Les estoy presentando las alucinaciones que me persiguen y, como Genet, estoy del lado de la rebelión para la cual un mundo de salvación es posible. No me quiero limitar a ningún pseudo-mundo que ve las cosas con desesperación ni a ninguno que solo sabe esperar. Sin estar restringido por las fronteras que ambos imponen, la libertad de movimiento que deseo está condicionada a algo más allá de cualquier mundo en sí.

¿Sería prudente amarrarnos a un mástil, como lo hizo Odiseo, para escuchar el canto del Imperio sin sentirnos atraídos a nuestro entierro? ¿Es útil pensar que Xolotl, el dios de los monstruos, las deformaciones, y las enfermedades que los mexicas ilustraron como un perro-esqueleto, nos llevará al olvido? ¿Y qué manifestará, o mejor dicho, quién, si el hospital, el asilo, y la cárcel—solamente algunas instituciones vueltas industrias que nos confinan a mundos en los que no queremos morar—se vuelven lugares no de ida ni de vuelta sino de saberes que pasamos de largo para reconfigurar lo que estamos haciendo en vez de lo que somos? Estas dudas tienen respuestas que todavía intento descifrar. Lo que sí sé es que la canción que me gusta escuchar después de “Que me entierren cantando” casi siempre es su remedio, “Caminos diferentes”, de Roberto Tapia.

“Caminos diferentes” encarna la desesperación ilusionada (o la esperanza desilusionada) de la canción anterior mientras que al mismo tiempo propone otro método que no termina en la celebración de un mundo fatalista sino en el lamento de que nuestras vagancias a veces se aliñan, aún equivocadamente, con las de otro. “Caminos diferentes”, en verdad, es sobre un enamorado desilusionado con las falsas promesas y acciones de su amante, pero el hecho de que se basa en las esperanzas no realizadas es un factor crítico para escapar el horror del olvido al que el trotamundos se acerca. Además, nos hace recordar que en vez de preguntarnos, “En realidad, ¿quién soy?”, vale la pena demandarle al otro, “¿Por qué no quisiste llegar más lejos a mi lado?”. Así es como el enamorado de la canción, finalmente es liberado de sus alucinaciones, y pregunta, “Si no me querías, ¿por qué me besabas?”.

Estos primeros dos versos establecen el título de la canción y su argumento útil: “Hay caminos que son diferentes/ como el que tú y yo tomamos”. Un oyente no sordo por sus malas experiencias con el amor se dará cuenta de que el camino, sin importar la intención ni el destino, se toma en pareja. Y esta es la imagen a la que quiero llegar: hay dos enfermos perdidos dentro de sus alucinaciones, vagando por un solo camino compartido.
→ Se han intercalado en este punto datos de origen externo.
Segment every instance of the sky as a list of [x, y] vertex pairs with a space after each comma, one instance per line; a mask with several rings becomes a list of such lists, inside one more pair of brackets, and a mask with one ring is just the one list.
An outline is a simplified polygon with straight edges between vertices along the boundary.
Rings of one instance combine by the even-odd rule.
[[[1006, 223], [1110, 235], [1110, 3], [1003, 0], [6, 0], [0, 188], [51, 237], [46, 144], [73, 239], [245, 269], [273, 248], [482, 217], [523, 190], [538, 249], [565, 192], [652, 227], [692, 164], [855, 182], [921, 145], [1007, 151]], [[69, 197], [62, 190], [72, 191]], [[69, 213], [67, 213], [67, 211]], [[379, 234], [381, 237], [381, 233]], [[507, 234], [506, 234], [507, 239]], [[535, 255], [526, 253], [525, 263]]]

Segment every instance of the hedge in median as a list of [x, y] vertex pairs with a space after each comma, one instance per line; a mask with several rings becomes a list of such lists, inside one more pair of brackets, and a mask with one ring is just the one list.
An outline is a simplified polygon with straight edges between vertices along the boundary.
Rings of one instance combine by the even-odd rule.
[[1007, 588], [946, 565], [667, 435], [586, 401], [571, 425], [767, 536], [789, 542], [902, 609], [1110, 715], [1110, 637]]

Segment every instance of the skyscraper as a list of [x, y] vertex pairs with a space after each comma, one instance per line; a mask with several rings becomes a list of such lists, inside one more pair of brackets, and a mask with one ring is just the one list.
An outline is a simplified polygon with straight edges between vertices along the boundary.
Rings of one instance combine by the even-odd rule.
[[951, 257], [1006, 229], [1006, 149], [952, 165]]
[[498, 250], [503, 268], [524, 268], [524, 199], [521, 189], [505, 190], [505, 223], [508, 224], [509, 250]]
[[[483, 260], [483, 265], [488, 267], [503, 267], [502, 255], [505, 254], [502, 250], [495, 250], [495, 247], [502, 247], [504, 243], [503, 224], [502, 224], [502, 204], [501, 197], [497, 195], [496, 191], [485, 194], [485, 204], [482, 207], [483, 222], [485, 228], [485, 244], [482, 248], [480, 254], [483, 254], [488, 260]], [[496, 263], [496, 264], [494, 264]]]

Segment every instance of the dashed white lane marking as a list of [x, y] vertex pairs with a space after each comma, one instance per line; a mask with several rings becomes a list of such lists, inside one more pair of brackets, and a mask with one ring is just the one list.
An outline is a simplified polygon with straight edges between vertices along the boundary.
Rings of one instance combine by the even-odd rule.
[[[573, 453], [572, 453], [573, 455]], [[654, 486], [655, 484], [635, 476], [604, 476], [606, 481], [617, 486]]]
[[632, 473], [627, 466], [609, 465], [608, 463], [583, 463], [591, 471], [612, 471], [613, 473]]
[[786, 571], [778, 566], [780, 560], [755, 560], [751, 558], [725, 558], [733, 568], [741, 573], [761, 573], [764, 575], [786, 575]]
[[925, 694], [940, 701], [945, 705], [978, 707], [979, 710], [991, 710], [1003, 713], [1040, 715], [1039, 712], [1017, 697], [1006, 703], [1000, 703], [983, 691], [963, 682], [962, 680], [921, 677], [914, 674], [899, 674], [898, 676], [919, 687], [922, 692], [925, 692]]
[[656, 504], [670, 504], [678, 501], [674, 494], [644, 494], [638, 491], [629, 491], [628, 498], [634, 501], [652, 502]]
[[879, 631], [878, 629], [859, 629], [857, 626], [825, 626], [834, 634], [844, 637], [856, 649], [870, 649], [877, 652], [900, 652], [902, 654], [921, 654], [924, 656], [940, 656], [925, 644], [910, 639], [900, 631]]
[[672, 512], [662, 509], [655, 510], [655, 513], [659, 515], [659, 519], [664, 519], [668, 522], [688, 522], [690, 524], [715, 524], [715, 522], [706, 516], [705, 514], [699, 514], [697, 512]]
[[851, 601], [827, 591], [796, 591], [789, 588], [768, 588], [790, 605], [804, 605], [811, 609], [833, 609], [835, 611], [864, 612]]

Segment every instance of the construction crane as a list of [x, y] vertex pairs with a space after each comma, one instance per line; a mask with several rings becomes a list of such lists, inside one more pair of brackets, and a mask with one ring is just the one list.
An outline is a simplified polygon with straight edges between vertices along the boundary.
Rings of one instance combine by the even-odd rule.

No es un camino en donde el amor es el destino final, aunque sea para muchos el motor para poder llegar. Ni es uno que indica que nuestro aislamiento es tan completo que la enfermedad más grave sería imaginar que jamás podría ser de otra manera. Más bien, es un camino donde nos permitimos la libertad de volvernos vulnerables hasta exponernos. Es uno en donde estamos sujetos a las alucinaciones de otros y en donde nos mantenemos abiertos ante la posibilidad de que ellos vengan hacia donde vamos. Eso sí es diferente a los otros caminos que nos llevan hacia los mundos que hemos llegado a conocer, y es uno en el que soy capaz de embarcar.

Brooklyn/El Valle del Río Grande

2 de Junio a 8 de Junio


Una posdata sobre el convento

Un mundo sin cuerpos es un mundo lleno de espejos. El famoso soneto de Sor Juana Inés de la Cruz, “A su retrato”, podría corresponder a esta idea con su verso final, en donde convierte al cuerpo en un cadáver, polvo, sombra, y nada. Sus escritos carnales nos hacen buscar un encuentro en donde nuestros reflejos del aislamiento nos preguntan cuándo vamos a salir a arriesgar la conexión entre nosotros, que en su elemento más político es la fusión de los cuerpos. Las protestas que hemos visto en los últimos días, reclamando un mundo en el cual las vidas negras importan y no son condenadas, apuntan hacia cómo queremos viajar.

Notas de contingencia:

Literatura + Enfermedad = Enfermedad de Roberto Bolaño

Nostalgia de lo presente de Concha Urquiza

Un soneto de Roberto Bolaño

La casa es negra de Forough Farrokhzad

The Phenomenon of Agitation in the Psychiatric Milieu de Frantz Fanon

Minor Threats de Jean Genet

Que me entierren cantando, interpretada por Chalino Sánchez

Caminos diferentes de Roberto Tapia

* Estoy agradecido a mi amigo, Diego Gerard, quien dio varios pasos a este ensayo.